NDP promises to give year-end bonuses from CBI income
The New Democratic Party (NDP) insists that there is a cost-of-living crisis in St Vincent and the Grenadines (SVG), and party leader, Dr Godwin Friday said they will immediately address this if they are to form government.
Among the fixes being proposed are a reduction in the Value Added Tax (VAT), VAT from 16 per cent to 13 percent; VAT free days; and the allocation in the Budget on an annual basis, provisions for the paying of year-end bonuses to all public servants and persons on public assistance from income generated by a Citizenship by Investment (CBI) Programme. Friday said a NDP administration also will undertake a review of the customs and port charges.
Friday made these commitments on Sunday, October 13, 2024 in Petit Bordel, at the open session of the party’s convention.
He said the Unity Labour Party (ULP) administration, under the leadership of Prime Minister Dr. Ralph Gonsalves, has failed the people of SVG and are out of touch. He said that people are no better off than they were 23 years ago when the ULP took office.
“St Vincent and the Grenadines has gone backwards under the ULP. Unemployment is high, crime is high, wages are low and the young people of this country face a bleak future,” the Opposition Leader told the gathering at the convention site.
He said people all over the country are complaining about the cost of living and on a weekly basis, price of basic products in the supermarkets are on the increase.
The NDP leader said the government is out of touch with the situation, and that can be seen in the increase in vehicle and other taxes last year.

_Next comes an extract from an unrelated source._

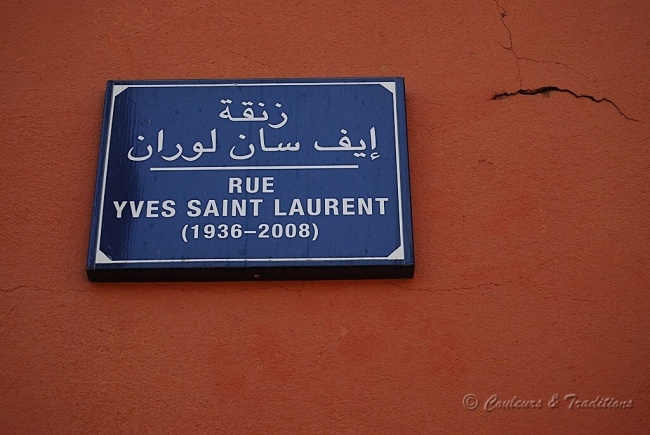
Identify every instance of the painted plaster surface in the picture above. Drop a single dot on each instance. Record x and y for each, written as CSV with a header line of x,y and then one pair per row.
x,y
529,135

He said the NDP’s first budget, if they are to hold the reigns of government, will put in place the mechanism to reduce the VAT.
“We will also review the customs duties and the port charges and reduce and eliminate them where possible. This will also make things cheaper…” the Opposition Leader said.
He added that every public servant can look forward to receiving year-end bonuses.
“…police officers, teachers, nurses, all the public servants. We will pay year end bonuses to these persons and not for them only, for all the people who are on public assistance, they will also have bonuses when the time comes in our Budget,” the parliamentary representative for the Northern Grenadines said, while stressing that these initiatives will help ease the cost of living crisis.
“It is not rocket science, don’t tell me we can’t do it because they doing it St. Kitts, they doing it in Dominica, and the reason they can do it is because they have a Citizenship by Investment Programme that pays for it,” Friday pointed out.
He said the CBI programme will be properly monitored, and the money will go into the pockets of the citizens, and that VAT free shopping days will also put money back into people’s pockets.
“Before you go back to school, there will be days that you will shop and you will pay no VAT, that is 16 percent off, and those days- we will have them around Christmas time as well so that those persons can shop and they don’t pay VAT,” the NDP leader told those gathered at the Petit Bordel Playing Field.
He told them the ULP argues that if the VAT is reduced it will put a hole in the government’s coffers, but that is not the case, because the government in Saint Lucia did it without affecting its coffers.
The Opposition leader charged that the ULP administration is borrowing too much money and that is not how to build an economy.
He said agriculture needs to be rebuilt with a modern touch, and farmers should believe in the NDP as the party believes in farmers and the role they have to play in building the economy. Friday also said the NDP will build proper feeder roads, provide markets for local produce, and security to eliminate praedial larceny.